(Written for a Tumblr prompt #29: Which one holds the umbrella over both of them when it rains?)
"It's only rain, Hawke," Fenris sniffs when she balks at the open doorway.
Lisbet Hawke frowns and folds her arms over her chest, warding away the chill from outdoors. "Only six days straight of rain, Fenris," she amends.
"And yet, surprisingly, Kirkwall seems none the cleaner for it."
"Maybe after the first day it did," she says, looking over his dripping shoulder into the courtyard, or the puddle that once was a courtyard. "At this point, it's more of a surprise that the whole city hasn't floated away."
"Well, the Hanged Man still stands. Are you coming to Wicked Grace tonight or aren't you?"
Lisbet sighs. "Better than another night cooped up here, I suppose." She turns to pull on her boots. "But not without an umbrella, at least! Bodahn, have you seen…"
She turns to find her dwarven manservant waiting, arms laden not just with the umbrella but with a covered basket from which the most delicious smells waft past the rain-scent. "For Wicked Grace night, messere," Bodahn says, holding out the basket toward her. "Orana thought you and your friends would enjoy some of her muffins."
"Indeed we shall," Lisbet says with a smile, filling her arms with the basket, its warmth a shield against the chill of the still-open door. But then she frowns at the umbrella still dangling over the dwarf's arm, her own hands now too full to –
"Allow me," Fenris says, stepping forward to take the umbrella.

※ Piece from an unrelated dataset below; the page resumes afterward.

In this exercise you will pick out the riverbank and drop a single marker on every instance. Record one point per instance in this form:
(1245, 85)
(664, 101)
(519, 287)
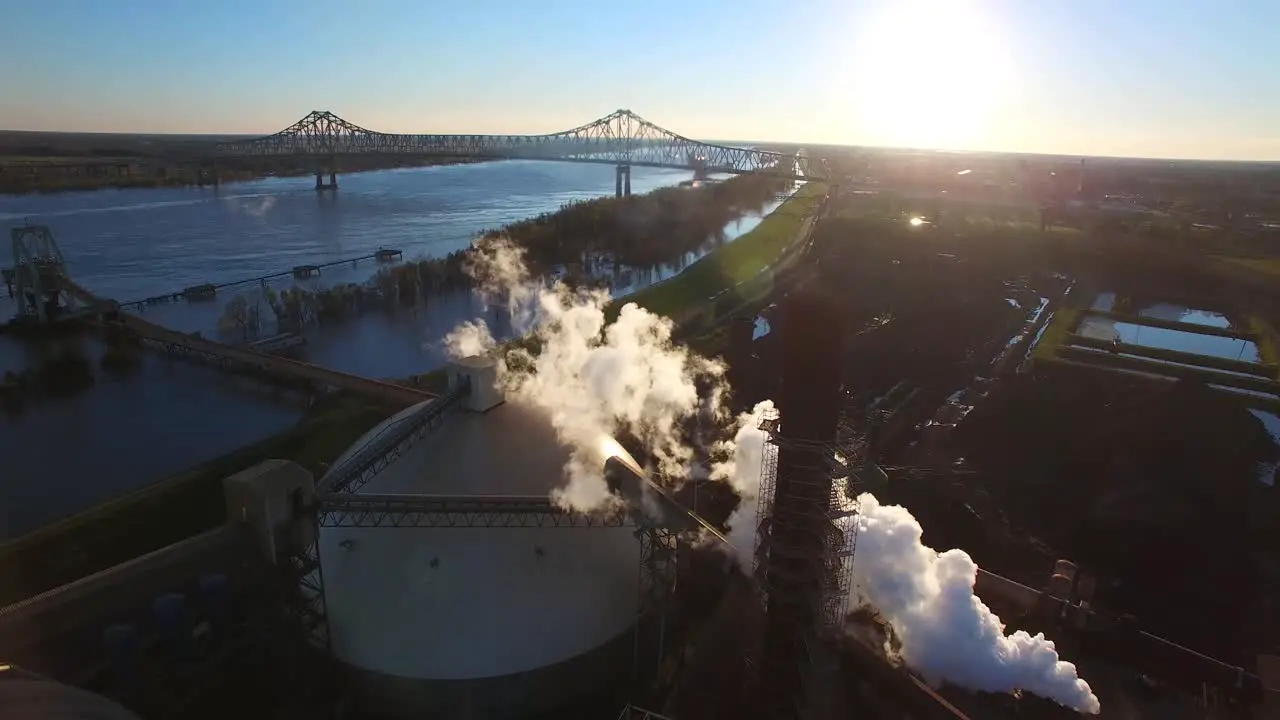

"You're already all wet," she points out.
He shrugs, opening the umbrella and gesturing her under it with a half-smile that distracts her for a moment from the way his soaked hair is dripping over his eyes. "I'd offer to carry the muffins, but then they'd be drenched, too."
So they set out, awkwardly, Hawke and the muffins sheltering under the umbrella that Fenris holds aloft from a cautious distance.
A distance which, somewhere along the way, shrinks until Hawke shivers at the sudden drip of water on her neck where he now hovers near enough to stand under the umbrella with her. Their eyes meet; he starts to back away again, mouth opening with apologies –
"Wait," she says, moving with him, now face to face over steaming sweet muffins.
"I didn't mean to get you wet," he leans away even as she leans closer.
"Admit it," Lisbet grins, not letting the distance grow, not in the least, keeping him in her rain-sheltered circle. "It's nicer under here with me."
He arches an eyebrow. "The rain does not bother me."
"Aha! So it's not the umbrella you were inching towards?" She stifles a giggle when his eyes widen, and it's hard to tell in this downpour but is that a blush spreading behind the waterlogged hair clinging to his face?
Then the half-smile returns as he meets her gaze. "It was not," he confesses, "the muffins."
She laughs outright; when his smile widens at having made her laugh, she leans in past the muffin basket to catch his smile in a kiss. It is a brief and tender thing, without her hands free to reach around his neck, to catch in his hair and pull him in close, but he does not retreat, holding the umbrella as steady above the pair of them as his lips are steady on hers.
In the end, she is somewhat damper than anticipated, but there is a warmth in her bones that chases away the weather's chill, even as they walk on through the streets so close under the umbrella that all that side of her will be damp enough to draw their friends' questions.
The muffins, at least, remain undrenched.